Some people prefer to live in the villa’s neighborhoods, where each house has its own guard, high fence, and a swimming pool. One such popular area is Camps Bay, and renting a 4-bedroom villa with a swimming pool there can cost you approximately 3,000 USD a month.
Setting up Banking and Finance in South Africa
Opening a bank account in South Africa as an expat is relatively easy. There are two types of bank accounts expats can open in South Africa, namely resident bank account and non-resident bank account.
Non-resident bank accounts can be set up for expats on tourist visas. The restriction on this type of non-resident bank account is that you can’t operate in the South African Rands.

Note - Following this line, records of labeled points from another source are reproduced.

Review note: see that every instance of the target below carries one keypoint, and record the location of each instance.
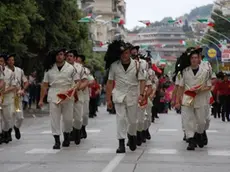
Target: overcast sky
(155, 10)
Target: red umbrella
(156, 69)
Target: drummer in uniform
(78, 105)
(127, 75)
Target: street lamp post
(224, 18)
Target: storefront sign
(226, 55)
(212, 53)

To open a resident bank account, you should come in person to one of the bank’s branches and have with you the following documents:
- Work or study visa
- Proof of address (such as a utility bill)
- Three months of bank statements from your other bank
Moreover, you will need to fill the following documents and declarations:
- Declare all the funds or foreign assets brought into South Africa.

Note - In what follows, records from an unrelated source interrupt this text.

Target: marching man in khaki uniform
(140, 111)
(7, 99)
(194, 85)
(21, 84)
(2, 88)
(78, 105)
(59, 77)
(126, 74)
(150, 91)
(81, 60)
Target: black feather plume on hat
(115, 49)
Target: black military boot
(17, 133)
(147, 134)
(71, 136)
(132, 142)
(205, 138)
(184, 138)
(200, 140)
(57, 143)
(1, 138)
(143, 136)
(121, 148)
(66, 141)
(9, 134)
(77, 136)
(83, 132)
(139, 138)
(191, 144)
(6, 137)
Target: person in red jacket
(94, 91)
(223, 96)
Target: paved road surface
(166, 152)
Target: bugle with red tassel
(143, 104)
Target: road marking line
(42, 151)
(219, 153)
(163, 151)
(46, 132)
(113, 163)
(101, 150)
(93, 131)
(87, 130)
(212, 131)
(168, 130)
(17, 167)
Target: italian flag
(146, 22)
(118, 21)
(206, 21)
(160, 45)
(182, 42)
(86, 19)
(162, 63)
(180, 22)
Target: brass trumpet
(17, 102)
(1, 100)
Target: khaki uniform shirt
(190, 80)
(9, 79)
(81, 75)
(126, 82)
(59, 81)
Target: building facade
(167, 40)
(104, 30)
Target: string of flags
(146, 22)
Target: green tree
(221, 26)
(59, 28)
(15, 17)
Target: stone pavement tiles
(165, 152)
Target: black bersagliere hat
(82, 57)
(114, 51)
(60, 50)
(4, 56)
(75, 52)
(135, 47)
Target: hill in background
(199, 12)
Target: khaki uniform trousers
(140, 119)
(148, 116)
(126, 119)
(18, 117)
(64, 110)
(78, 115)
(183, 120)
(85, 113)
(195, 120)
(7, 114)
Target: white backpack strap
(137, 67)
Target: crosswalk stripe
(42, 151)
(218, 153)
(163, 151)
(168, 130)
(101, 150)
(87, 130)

- Complete the Foreign National Declaration and Confirmation of Employment by a South African Employer form.
- Provide a written declaration that foreign assets will not be given to a third-party resident in South Africa.
The decision to open a bank account will be given to you on the same day, assuming all documents are present and correctly filled.
Learning the Language, Culture, and Customs in South Africa
Another reason why moving to South Africa might be on your radar is that the English language is widely spoken in this country, even though there are eleven official languages spoken there, ten of them being indigenous to South Africa. To many, South Africa is associated with Apartheid – “apartness” in the language of Afrikaans, which was a system of legislation that upheld segregationist policies against non-white citizens of South Africa. Apartheid ended in the early 1990s.
Some years later, in 2018, South Africa was named the third most inclusive country in the world, behind only Canada and the United States. The culture and traditions of South Africa are very varied as it is a combination of different African tribes, however, people, in general, are very warm, creative, and tolerant towards others. When you move to South Africa, you will notice that the favorite pastime among the people here is “braais” – a celebratory social gathering with friends and family over fire-cooked meats, which can easily last the whole day.
Expats moving to South Africa can experience a typical big-city life vibe if they move to Cape Town or Johannesburg. There are areas filled with cafes, restaurants, bars, and you can shop for your groceries in big chain supermarkets such as Woolworths, buy clothes in Zara and H&M, or other more luxurious boutiques. In general, expect all types of services you would find at home to be present in South Africa.